Oler a coco (pero diferente): 5 perfumes de verano que querrás usar en otoño
Tenía 17 años cuando llegó a España Noix de Coco de Yves Rocher, una colonia que olía a coco (y nada más) que una generación de adolescentes usamos sin parar. Ahorrábamos una parte importante de nuestra paga semanal para comprarla, no porque fuese cara (no lo era comparada con los precios de los perfumes que ahora usan los más jóvenes) sino porque la comprábamos con mucha frecuencia (sí, hubiésemos deseado una versión de litro tipo Nenuco). Digamos que el coco era la vainilla de los 90. Nos gustaba oler a coco, quizá por esa explicación neurocientífica que conecta el poder que tienen los olores para cambiar el estado de ánimo porque entroncan con las emociones (el olfato es el único sentido que conecta directamente con el sistema límbico, la parte del cerebro de los recuerdos). Y el coco, de manera universal, nos recuerda a playa, a crema de sol, a vacaciones y a calma. Ahora, en 2026, el furor por esta nota se ha sofisticado y los perfumes que la contienen la combinan con otras cítricas, amaderadas y florales para crear aromas de larga vida, también para otoño.
La selección Vogue
#1. Fleur De Lait, de Miu Miu: un velo cremoso
El claro ejemplo de que el coco no solo huele a crema de sol. Las casi 3000 reseñas que tiene este clásico de Miu Miu en la web de Sephora (lleva más de 20 años en el mercado) dan fe de que no es un perfume con olor a coco tradicional. Es cremoso –la nota de fondo es leche de coco– pero se combina con pétalos de osmanthus y mango para crear un floral gourmand bastante atípico que provoca sensación de bienestar y limpieza nada más vaporizarlo. No es un olor empalagoso ni invasivo. Es como una especie de velo blanco que te acompaña todo el día y, de vez en cuando, te recuerda al verano.
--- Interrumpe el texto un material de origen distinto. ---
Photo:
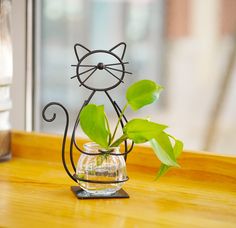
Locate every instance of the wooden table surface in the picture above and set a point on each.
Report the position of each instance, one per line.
(35, 191)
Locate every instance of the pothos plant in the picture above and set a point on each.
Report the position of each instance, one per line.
(94, 123)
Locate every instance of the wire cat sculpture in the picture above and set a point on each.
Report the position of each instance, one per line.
(84, 72)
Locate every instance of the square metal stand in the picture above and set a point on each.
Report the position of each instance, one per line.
(81, 194)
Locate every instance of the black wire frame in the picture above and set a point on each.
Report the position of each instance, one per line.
(73, 142)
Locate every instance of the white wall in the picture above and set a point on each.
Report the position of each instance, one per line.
(19, 64)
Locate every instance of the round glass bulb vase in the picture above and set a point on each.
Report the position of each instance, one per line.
(104, 174)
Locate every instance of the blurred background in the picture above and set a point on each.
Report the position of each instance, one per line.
(188, 46)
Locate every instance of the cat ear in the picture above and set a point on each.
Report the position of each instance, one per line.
(79, 48)
(119, 48)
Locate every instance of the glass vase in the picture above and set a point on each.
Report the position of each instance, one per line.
(104, 174)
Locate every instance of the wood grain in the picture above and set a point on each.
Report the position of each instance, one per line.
(35, 191)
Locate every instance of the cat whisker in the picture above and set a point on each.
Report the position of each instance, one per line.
(88, 77)
(83, 72)
(113, 64)
(74, 65)
(113, 75)
(119, 70)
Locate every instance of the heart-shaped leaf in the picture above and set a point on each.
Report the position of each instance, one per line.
(163, 149)
(94, 124)
(142, 130)
(142, 93)
(178, 148)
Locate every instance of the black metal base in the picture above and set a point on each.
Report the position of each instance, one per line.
(81, 194)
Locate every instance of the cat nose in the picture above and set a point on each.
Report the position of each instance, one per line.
(101, 66)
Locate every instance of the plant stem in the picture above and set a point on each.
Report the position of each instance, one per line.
(108, 128)
(119, 141)
(120, 117)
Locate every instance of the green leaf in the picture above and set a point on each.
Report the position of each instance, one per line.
(141, 130)
(163, 149)
(142, 93)
(93, 123)
(178, 148)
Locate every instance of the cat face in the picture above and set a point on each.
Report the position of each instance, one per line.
(100, 70)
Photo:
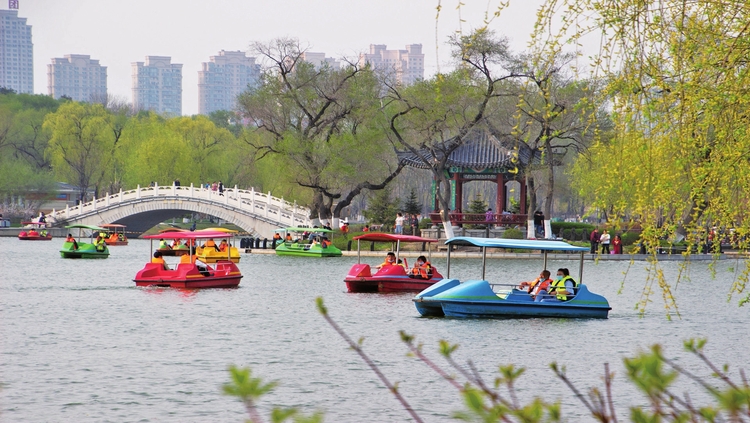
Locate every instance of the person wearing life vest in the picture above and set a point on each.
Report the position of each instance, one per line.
(538, 286)
(390, 260)
(422, 268)
(563, 285)
(73, 240)
(157, 259)
(99, 244)
(211, 244)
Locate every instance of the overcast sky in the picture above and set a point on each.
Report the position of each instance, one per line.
(120, 32)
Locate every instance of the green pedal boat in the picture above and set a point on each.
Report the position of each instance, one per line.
(75, 248)
(306, 242)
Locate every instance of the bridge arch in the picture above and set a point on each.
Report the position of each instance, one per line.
(143, 208)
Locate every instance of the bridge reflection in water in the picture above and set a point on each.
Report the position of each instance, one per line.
(144, 207)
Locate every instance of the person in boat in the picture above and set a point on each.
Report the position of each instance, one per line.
(390, 260)
(563, 287)
(99, 244)
(422, 269)
(192, 258)
(538, 286)
(211, 244)
(157, 259)
(73, 240)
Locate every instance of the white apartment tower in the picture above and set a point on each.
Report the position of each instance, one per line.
(406, 66)
(157, 85)
(16, 53)
(78, 77)
(224, 78)
(319, 60)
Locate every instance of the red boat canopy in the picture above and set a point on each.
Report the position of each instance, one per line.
(189, 235)
(383, 237)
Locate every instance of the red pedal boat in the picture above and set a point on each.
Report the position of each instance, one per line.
(222, 274)
(36, 232)
(389, 278)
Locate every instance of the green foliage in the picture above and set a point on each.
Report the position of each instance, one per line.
(381, 209)
(411, 204)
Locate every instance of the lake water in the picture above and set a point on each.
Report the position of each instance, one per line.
(79, 342)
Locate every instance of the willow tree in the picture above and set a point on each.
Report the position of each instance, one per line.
(676, 77)
(319, 121)
(84, 138)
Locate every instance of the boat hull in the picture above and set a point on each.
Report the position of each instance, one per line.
(223, 275)
(305, 250)
(476, 299)
(387, 279)
(84, 250)
(35, 238)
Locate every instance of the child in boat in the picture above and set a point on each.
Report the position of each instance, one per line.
(157, 259)
(390, 260)
(538, 286)
(422, 269)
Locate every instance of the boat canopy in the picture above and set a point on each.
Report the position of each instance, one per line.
(161, 231)
(92, 227)
(225, 230)
(383, 237)
(298, 229)
(188, 235)
(521, 244)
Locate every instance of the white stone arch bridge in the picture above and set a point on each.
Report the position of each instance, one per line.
(142, 208)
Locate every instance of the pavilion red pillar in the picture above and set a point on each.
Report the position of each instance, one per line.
(500, 203)
(459, 192)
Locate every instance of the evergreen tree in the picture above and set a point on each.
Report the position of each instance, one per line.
(411, 205)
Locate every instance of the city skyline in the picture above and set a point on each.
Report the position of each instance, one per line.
(191, 32)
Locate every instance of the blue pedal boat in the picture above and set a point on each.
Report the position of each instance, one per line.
(481, 299)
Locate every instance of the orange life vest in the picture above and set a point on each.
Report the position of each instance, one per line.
(423, 270)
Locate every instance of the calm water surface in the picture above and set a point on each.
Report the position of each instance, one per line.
(79, 342)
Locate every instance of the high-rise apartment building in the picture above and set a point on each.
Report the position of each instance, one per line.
(16, 53)
(224, 78)
(406, 66)
(157, 85)
(319, 60)
(78, 77)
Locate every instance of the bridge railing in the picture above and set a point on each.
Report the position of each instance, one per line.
(261, 204)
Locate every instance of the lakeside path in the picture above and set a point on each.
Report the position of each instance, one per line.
(535, 256)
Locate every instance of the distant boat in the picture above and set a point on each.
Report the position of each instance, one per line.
(80, 249)
(36, 232)
(317, 243)
(481, 299)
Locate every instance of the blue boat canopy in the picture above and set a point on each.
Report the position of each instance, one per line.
(521, 244)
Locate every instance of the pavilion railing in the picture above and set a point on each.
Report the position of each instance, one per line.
(483, 219)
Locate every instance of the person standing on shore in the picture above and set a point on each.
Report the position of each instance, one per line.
(604, 239)
(594, 241)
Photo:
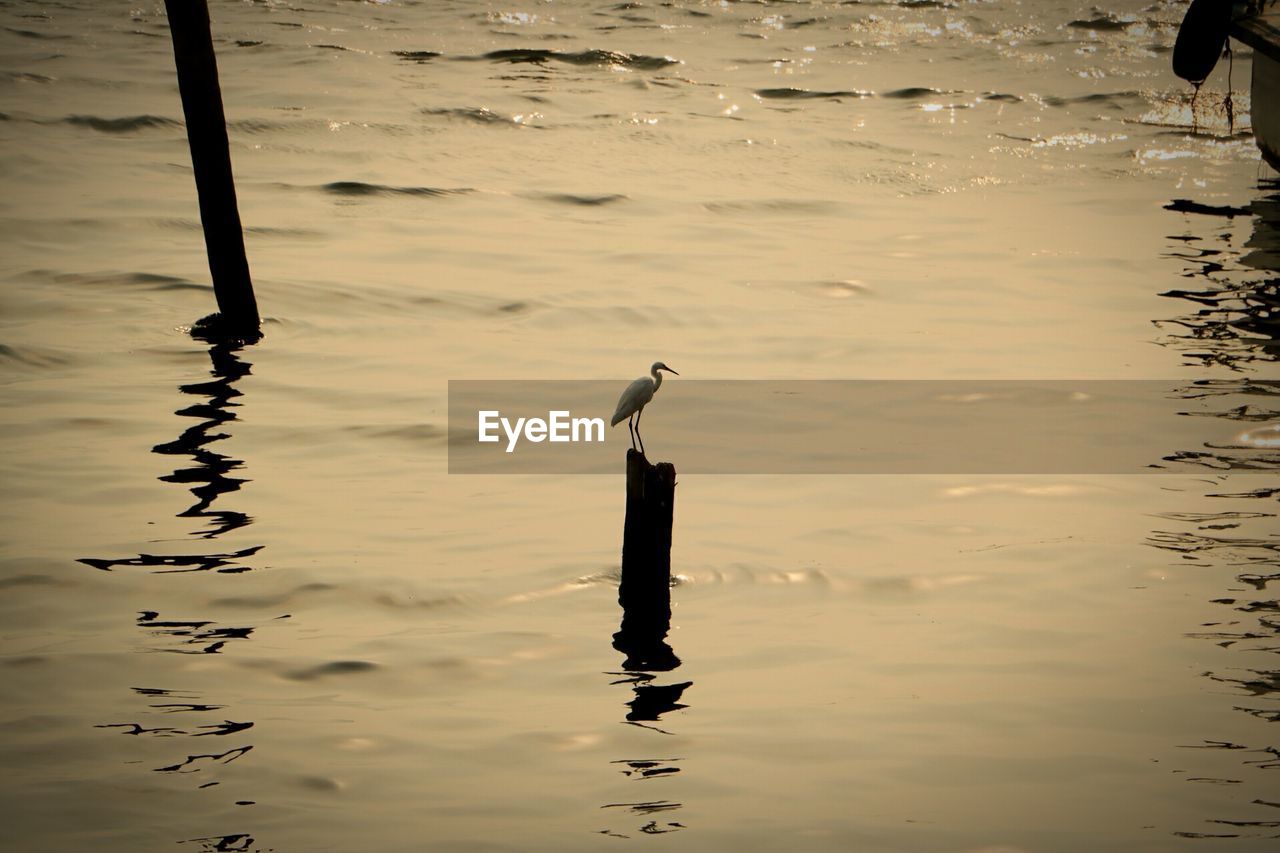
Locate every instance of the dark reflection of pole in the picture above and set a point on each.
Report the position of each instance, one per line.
(644, 594)
(1234, 323)
(209, 478)
(210, 475)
#2. Alto Astral, de Byredo: la reinvención del olor a limpio
La opción perfecta para quien le guste el olor a limpio con reminiscencias dulces. Es un floral aldehídico que lleva agua de coco, almizcle, cachemira, ámbar y aldehídos, las moléculas del olor a limpio por excelencia que tanto se usaron en la denominada fase higiénica de la perfumería. Desde la marca nórdica que inventó el perfume con olor a limpio más famoso del mundo (hablamos de Blanche) aconsejan usarlo practicando el shadowing, o lo que es lo mismo, combinarlo con otros perfumes, pero no aplicándolos por capas, sino cada uno en una parte diferente del cuerpo para crear una especie de sombra olfativa al moverse. Hasta la mismísima Donatella Versace contó que hacía algo parecido a la hora de perfumarse.
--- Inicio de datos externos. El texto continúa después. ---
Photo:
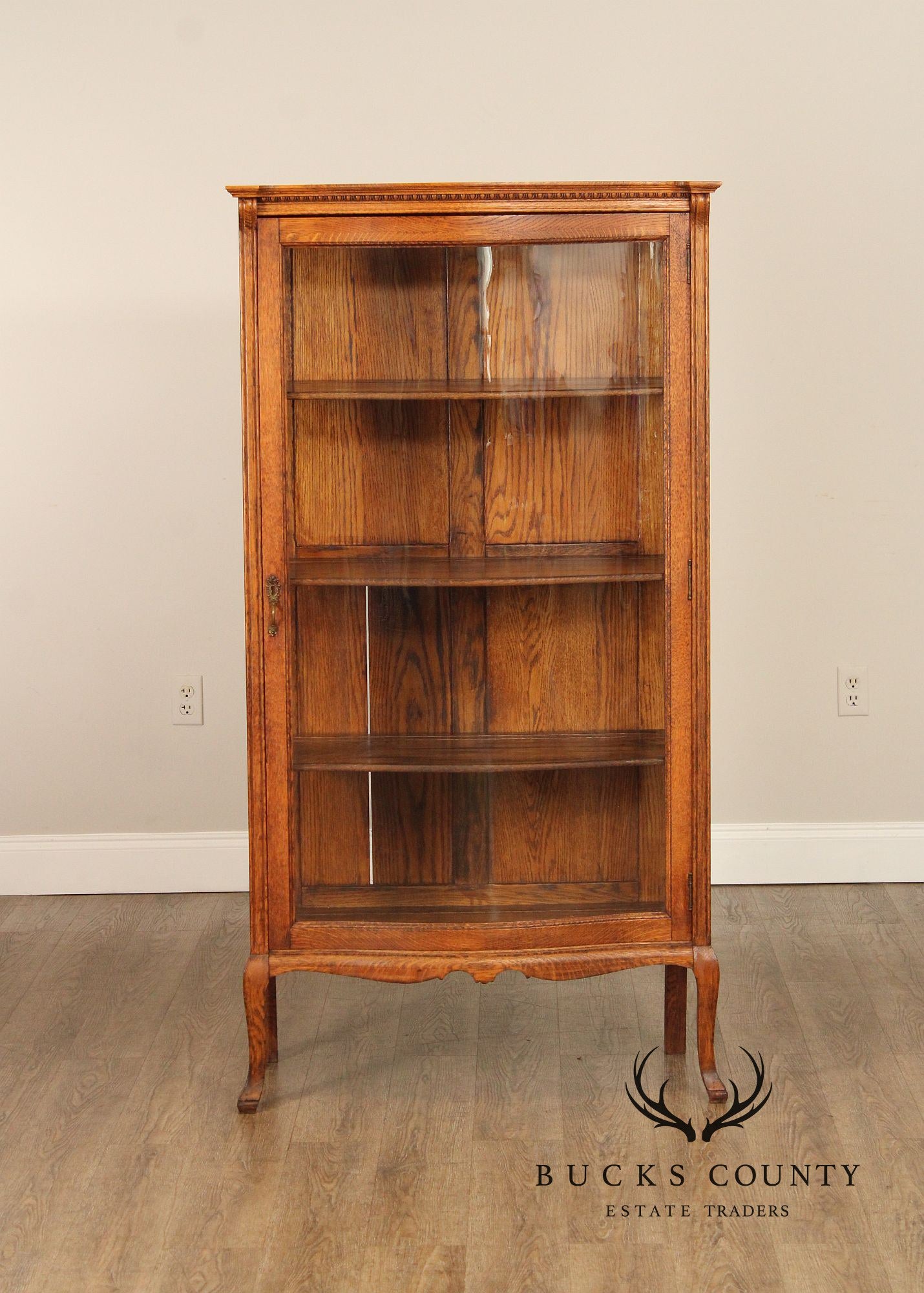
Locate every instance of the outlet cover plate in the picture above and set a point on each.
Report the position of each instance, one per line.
(187, 700)
(854, 691)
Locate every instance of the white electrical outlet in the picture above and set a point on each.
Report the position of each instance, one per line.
(854, 691)
(187, 699)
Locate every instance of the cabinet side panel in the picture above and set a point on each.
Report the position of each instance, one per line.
(330, 696)
(700, 330)
(678, 585)
(652, 806)
(410, 692)
(257, 769)
(275, 476)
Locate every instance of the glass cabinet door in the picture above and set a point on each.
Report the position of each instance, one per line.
(478, 528)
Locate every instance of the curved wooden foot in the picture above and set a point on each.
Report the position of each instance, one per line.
(258, 1008)
(706, 969)
(675, 1010)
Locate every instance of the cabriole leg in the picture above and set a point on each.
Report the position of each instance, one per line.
(675, 1010)
(272, 1020)
(258, 1008)
(706, 969)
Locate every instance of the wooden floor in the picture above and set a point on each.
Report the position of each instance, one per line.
(397, 1142)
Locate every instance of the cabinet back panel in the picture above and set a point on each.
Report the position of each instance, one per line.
(370, 471)
(330, 696)
(369, 314)
(562, 471)
(563, 659)
(410, 691)
(565, 826)
(505, 660)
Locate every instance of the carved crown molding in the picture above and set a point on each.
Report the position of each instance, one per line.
(511, 193)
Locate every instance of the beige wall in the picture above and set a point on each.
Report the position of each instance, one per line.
(120, 493)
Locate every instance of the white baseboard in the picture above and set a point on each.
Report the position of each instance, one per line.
(817, 853)
(216, 862)
(201, 862)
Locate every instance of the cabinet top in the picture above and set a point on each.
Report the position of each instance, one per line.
(648, 196)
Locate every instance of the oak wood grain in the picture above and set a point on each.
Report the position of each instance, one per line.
(406, 568)
(492, 753)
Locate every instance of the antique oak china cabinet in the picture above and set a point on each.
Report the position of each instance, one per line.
(476, 423)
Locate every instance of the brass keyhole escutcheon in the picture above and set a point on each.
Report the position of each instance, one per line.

#3. Libre Berry Crush, de YSL: el gourmand que más dura
Si la fragancia original (Libre) es una de las que más duran y una de las más vendidas en España –no es casualidad que ambas características vayan de la mano ya que la durabilidad es un motivo esencial de recompra de los perfumes–, esta nueva versión va por un camino parecido, pero con una vuelta de tuerca. Es una reinterpretación gourmand del exitoso aroma original con notas de frambuesa ácida y un acorde cremoso de coco. Puedo que por eso en la web oficial de la firma haya unas líneas que rezan: ‘Este producto no es comestible. Por favor, no ingiera esta fragancia”.
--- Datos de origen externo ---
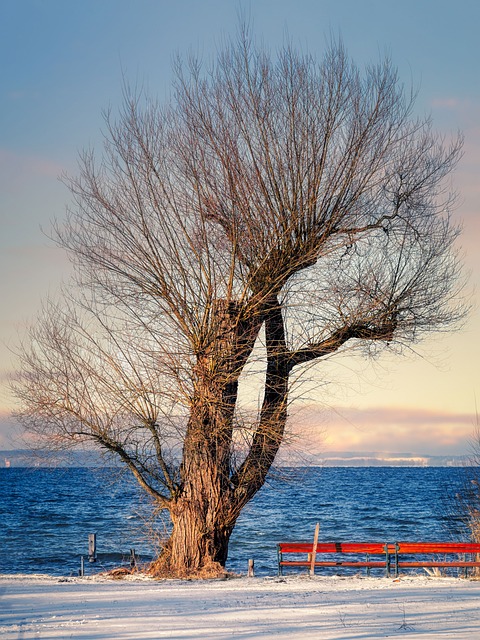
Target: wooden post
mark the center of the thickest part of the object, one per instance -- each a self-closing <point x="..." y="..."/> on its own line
<point x="92" y="547"/>
<point x="133" y="559"/>
<point x="314" y="549"/>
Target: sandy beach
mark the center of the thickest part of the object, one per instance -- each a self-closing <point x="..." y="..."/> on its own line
<point x="297" y="607"/>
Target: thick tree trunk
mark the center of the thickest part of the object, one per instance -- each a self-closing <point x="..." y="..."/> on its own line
<point x="203" y="517"/>
<point x="212" y="496"/>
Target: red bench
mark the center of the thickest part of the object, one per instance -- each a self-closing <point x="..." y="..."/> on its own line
<point x="388" y="556"/>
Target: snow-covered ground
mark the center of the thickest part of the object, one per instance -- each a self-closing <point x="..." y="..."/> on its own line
<point x="296" y="608"/>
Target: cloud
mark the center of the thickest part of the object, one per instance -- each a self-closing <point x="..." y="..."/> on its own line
<point x="16" y="168"/>
<point x="390" y="429"/>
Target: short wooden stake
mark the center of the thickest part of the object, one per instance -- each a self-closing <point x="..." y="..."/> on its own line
<point x="92" y="547"/>
<point x="314" y="549"/>
<point x="133" y="559"/>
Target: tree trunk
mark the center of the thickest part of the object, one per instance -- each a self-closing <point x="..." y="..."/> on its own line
<point x="203" y="518"/>
<point x="210" y="499"/>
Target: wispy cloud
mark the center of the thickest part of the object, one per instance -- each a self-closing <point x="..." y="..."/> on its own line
<point x="394" y="429"/>
<point x="16" y="168"/>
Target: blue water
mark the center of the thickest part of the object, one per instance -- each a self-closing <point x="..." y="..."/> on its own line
<point x="47" y="514"/>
#4. Beach Walk, de Maison Margiela: no huele solo a playa
Que el nombre no te lleve a engaño porque este clásico de Margiela no es el típico perfume que huele a playa, a crema de sol y a vacaciones. Es una reinvención de esa idea nostálgica –la colección de perfumes de la firma de moda se llama Replica porque cada uno es una reproducción de los recuerdos colectivos que provocan los aromas–, pero con una vuelta de tuerca para que no sea un aroma excesivamente obvio. Sus notas de leche de coco se mezclan con almizcle, bergamota, bergamota e ylang-ylang y lo convierten en un aroma fetiche para hombres y mujeres.
#5. Green Tea Coconut Breeze, de Elizabeth Arden: el aroma del buen humor
Si la hermana mayor de este eau de toilette es un éxito olfativo de verano que pone de buen humor –tal y como nos confirmó la firma hace tiempo, Green Tea experimenta cada año un repunte de ventas entre mayo y agosto–, Green Tea Coconut Breeze no le va a la zaga. Tampoco es un olor clásico de coco, sino una versión salada con notas de pulpa de coco, té verde, ámbar blanco, almizcle y musgo de roble que energiza y dura todo el día (con un halo ligeramente amaderado). A las cientos de reseñas honestas de la red nos remitimos.